Max Hartung müsste sich selbst  die Frage stellen, wer seine Reise nach Tokio finanziert hat, wer seinen Aufenthalt in Tokio bezahlt hat, wer die Trainingslager und die vielfältigen Unterstützungsmaßnahmen im Training und bei den Wettkämpfen vor den Olympischen Spielen ermöglicht hat, wer das Personal bezahlt, das die Laufbahn von Athletinnen und Athleten  medizinisch, trainingswissenschaftlich und biomechanisch begleitet hat und wer die  notwendigen Mittel für ein Anti-Dopingsystem zum Schutz der sauberen Athleten und Athletinnen aufwendet. Würde er sich diese Fragen stellen, so müsste er wohl sehr schnell erkennen, dass ohne die Einnahmen des IOC das internationale Hochleistungssportsystem, so wie es heute existiert, nicht möglich wäre. Dabei werden mit diesen Einnahmen selbst die vielen Arbeitsplätze der Journalistinnen und Journalisten in Olympischen Sportstätten und in den olympischen Medienzentren finanziert, die die vielen ausländischen Fernsehanstalten und Presseorgane vermutlich kaum selbst finanzieren möchten. Wenngleich einschränkend hierzu erwähnt werden muss, dass die sog. „Rights-Holding-Broadcaster“ durch den Erwerb ihrer Rechte die Kosten indirekt dafür bezahlt haben. All dies hätte man auf der Grundlage einer fundierten Recherche in eine sehr viel differenziertere Berichterstattung über das IOC einbringen können als dies während der Spiele in Tokio der Fall war.

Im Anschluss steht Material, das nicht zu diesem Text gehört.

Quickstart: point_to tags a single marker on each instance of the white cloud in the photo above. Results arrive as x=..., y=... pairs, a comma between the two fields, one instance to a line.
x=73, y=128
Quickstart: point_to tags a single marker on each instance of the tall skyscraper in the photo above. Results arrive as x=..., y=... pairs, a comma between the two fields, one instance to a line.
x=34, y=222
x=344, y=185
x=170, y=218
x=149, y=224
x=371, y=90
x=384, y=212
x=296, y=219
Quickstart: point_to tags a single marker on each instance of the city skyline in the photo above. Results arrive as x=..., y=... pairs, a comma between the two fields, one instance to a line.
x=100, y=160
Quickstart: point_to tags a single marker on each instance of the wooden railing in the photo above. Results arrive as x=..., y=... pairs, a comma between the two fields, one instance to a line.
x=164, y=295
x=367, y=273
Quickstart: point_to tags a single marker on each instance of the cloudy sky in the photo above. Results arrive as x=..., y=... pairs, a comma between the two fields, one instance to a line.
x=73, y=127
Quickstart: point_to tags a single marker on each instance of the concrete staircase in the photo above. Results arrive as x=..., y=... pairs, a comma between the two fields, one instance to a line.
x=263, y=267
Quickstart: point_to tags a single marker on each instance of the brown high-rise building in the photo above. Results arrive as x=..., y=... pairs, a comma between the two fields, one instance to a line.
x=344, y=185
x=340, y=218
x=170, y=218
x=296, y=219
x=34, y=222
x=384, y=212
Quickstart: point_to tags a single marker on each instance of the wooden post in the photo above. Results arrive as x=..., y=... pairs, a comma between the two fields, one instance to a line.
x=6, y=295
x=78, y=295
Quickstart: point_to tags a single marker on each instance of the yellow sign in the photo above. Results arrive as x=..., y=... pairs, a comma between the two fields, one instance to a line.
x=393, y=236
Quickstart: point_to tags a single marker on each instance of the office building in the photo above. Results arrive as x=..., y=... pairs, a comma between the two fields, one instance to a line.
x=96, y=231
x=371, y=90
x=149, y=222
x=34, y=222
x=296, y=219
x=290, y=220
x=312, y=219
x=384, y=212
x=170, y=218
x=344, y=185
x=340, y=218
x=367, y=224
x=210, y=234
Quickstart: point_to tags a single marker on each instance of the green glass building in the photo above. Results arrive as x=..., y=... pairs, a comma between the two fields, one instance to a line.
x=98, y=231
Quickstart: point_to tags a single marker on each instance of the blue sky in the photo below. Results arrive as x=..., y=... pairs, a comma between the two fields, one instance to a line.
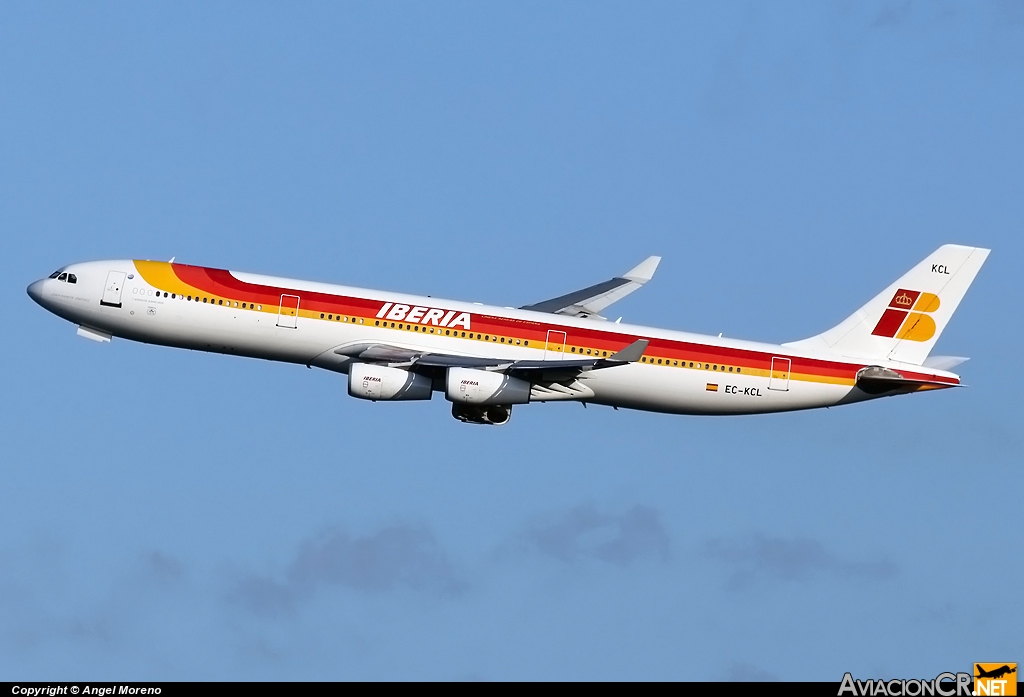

Je länger die Spiele andauern, desto verständlicher wurden für mich die Klagen einiger Freunde und Bekannten, die eine Übersättigung des olympischen Programms beklagt haben. Mir wurde bewusst, dass selbst für den Zuschauer zu Hause vor dem Fernseher zu viele Sportwettkämpfe gleichzeitig stattfinden und viele Zuschauer sich dadurch überfordert sehen. Bei den Spielen von Tokio wurden meines Erachtens zu viele Wettkämpfe in zu vielen Sportarten ausgetragen, und die beabsichtigte Programmreform des IOC hat meines Erachtens nach wie vor noch nicht stattgefunden. Die Spiele sind zu groß: An den inzwischen 33 Sportarten nehmen mehr als 12000 Athletinnen und Athleten teil. Eine Folge davon, dass mehr Sportarten neu aufgenommen als aus dem Programm genommen wurden. Die Anzahl der Sportarten (33) bedarf deshalb dringend einer Reduktion. Vor allem muss aber auch das Wettkampfprogramm der einzelnen Sportarten verkürzt werden. In Tokio gab es in 50 Disziplinen 339 Wettkämpfe, wobei die Gefahr besteht, dass je mehr Wettkämpfe stattfinden, desto mehr der Wert des einzelnen olympischen Erfolgs noch mehr gemindert wird, als dies bereits heute der Fall ist. Dies gilt vor allem für die Traditionssportarten Schwimmen, Turnen und Leichtathletik. Einige Sportarten müssten in ihrer Gesamtheit aus dem olympischen Programm ausgeschlossen werden, weil sie nur unzureichend universell ausgeübt werden und teilweise auch nicht mehr zeitgemäß sind. Auf der Grundlage der Erfahrungen von Tokio kann man dem IOC nur empfehlen, seine Agenda 2020 noch einmal auf den Prüfstand zu stellen und sie mit neuen Reformvorhaben fortzuschreiben. Dabei sollte auch die Frage gestellt werden, ob Olympische Jugendspiele sinnvoll sind, wenn bei den Spielen, die eigentlich für die Erwachsenen vorgesehen waren, immer mehr Kinder und Jugendliche teilnehmen und in einigen Sportarten die am ehesten noch zu akzeptierende Altersgrenze von 16 Jahren während der Spiele in Tokio dramatisch unterschritten wurde. Einmal mehr hatte man bei einigen Wettkämpfen, wie zum Beispiel bei der Rhythmischen Sportgymnastik, bei den Skateboard –  Wettbewerben und teilweise auch beim Turmspringen, den Eindruck, dass Kinderschutzgesetze, wie sie von einer demokratischen Rechtstaatlichkeit vorgeschrieben werden, bei den Olympischen Spielen von manchen Sportfachverbänden und deren Mitgliedern nicht beachtet werden.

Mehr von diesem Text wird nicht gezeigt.